Hint: We solve the given question by dividing the curve into two parts, one is when x is less than zero and one is when x is greater than zero. Then we plot the graph of the given curves and find the region for which we need to calculate the area. Then we integrate the curves and add them to get the final area of the region bounded by them using the formula $\int{{{x}^{n}}dx}=\dfrac{{{x}^{n+1}}}{n+1}$.

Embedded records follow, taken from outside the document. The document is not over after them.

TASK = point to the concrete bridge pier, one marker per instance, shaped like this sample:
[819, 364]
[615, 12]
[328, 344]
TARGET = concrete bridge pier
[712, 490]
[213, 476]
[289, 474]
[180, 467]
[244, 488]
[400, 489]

Complete step-by-step solution:
We are given the curves, $-1\le x\le 1$ and $0\le y\le x\left| x \right|+1$.
Consider the second curve, $0\le y\le x\left| x \right|+1$.
Let us consider the function $f\left( x \right)=\left| x \right|$. It can be written as
$\left| x \right|=\left\{ \begin{matrix}
   x\text{ when }x>0 \\
   -x\text{ when }x< 0 \\
\end{matrix} \right.$
So, by using that we get,
When $x<0$, the equation transforms as $0\le y\le -{{x}^{2}}+1$, that is $0\le y\le 1-{{x}^{2}}$.
When $x>0$, the equation transforms as $0\le y\le {{x}^{2}}+1$.
So, now let us plot the graph of the given regions,

The area common to both the curves is the region between the curve and x-axis between x=-1 and x=1. Here between x=-1 and x=0, the curve is $y=-{{x}^{2}}+1$ and between x=0 and x=1 the curve is $y={{x}^{2}}+1$.
Now let us find the area using integration.
Area of required region is
$\begin{align}
  & \Rightarrow \int\limits_{-1}^{0}{\left( -{{x}^{2}}+1 \right)dx}+\int\limits_{0}^{1}{\left( {{x}^{2}}+1 \right)dx} \\
 & \Rightarrow \left[ -\dfrac{{{x}^{3}}}{3}+x \right]_{-1}^{0}+\left[ \dfrac{{{x}^{3}}}{3}+x \right]_{0}^{1} \\
 & \Rightarrow \left[ \left( -\dfrac{{{0}^{3}}}{3}+0 \right)-\left( -\dfrac{{{\left( -1 \right)}^{3}}}{3}+\left( -1 \right) \right) \right]+\left[ \left( \dfrac{{{1}^{3}}}{3}+1 \right)-\left( \dfrac{{{0}^{3}}}{3}+0 \right) \right] \\
 & \Rightarrow \left[ 0-\left( -\dfrac{-1}{3}-1 \right) \right]+\left[ \left( \dfrac{1}{3}+1 \right)-0 \right] \\
 & \Rightarrow \left[ 0-\left( -\dfrac{2}{3} \right) \right]+\left[ \dfrac{4}{3} \right] \\
 & \Rightarrow \dfrac{2}{3}+\dfrac{4}{3} \\
 & \Rightarrow \dfrac{6}{3} \\
 & \Rightarrow 2 \\
\end{align}$
So, area of our required region is 2 square units.
Hence answer is Option C.

Note: The major mistake one does while solving this question is one might forget to convert the $\left| x \right|$ present in the equation of the curve, $0\le y\le x\left| x \right|+1$. One might forget to convert $\left| x \right|$ and write the curve as $0\le y\le {{x}^{2}}+1$. But it is correct only when x is greater than zero not when x is less than zero. So, we should convert $\left| x \right|$ and write the curve as $0\le y\le 1-{{x}^{2}}$ when x is less than zero and $0\le y\le {{x}^{2}}+1$ when x is greater than zero.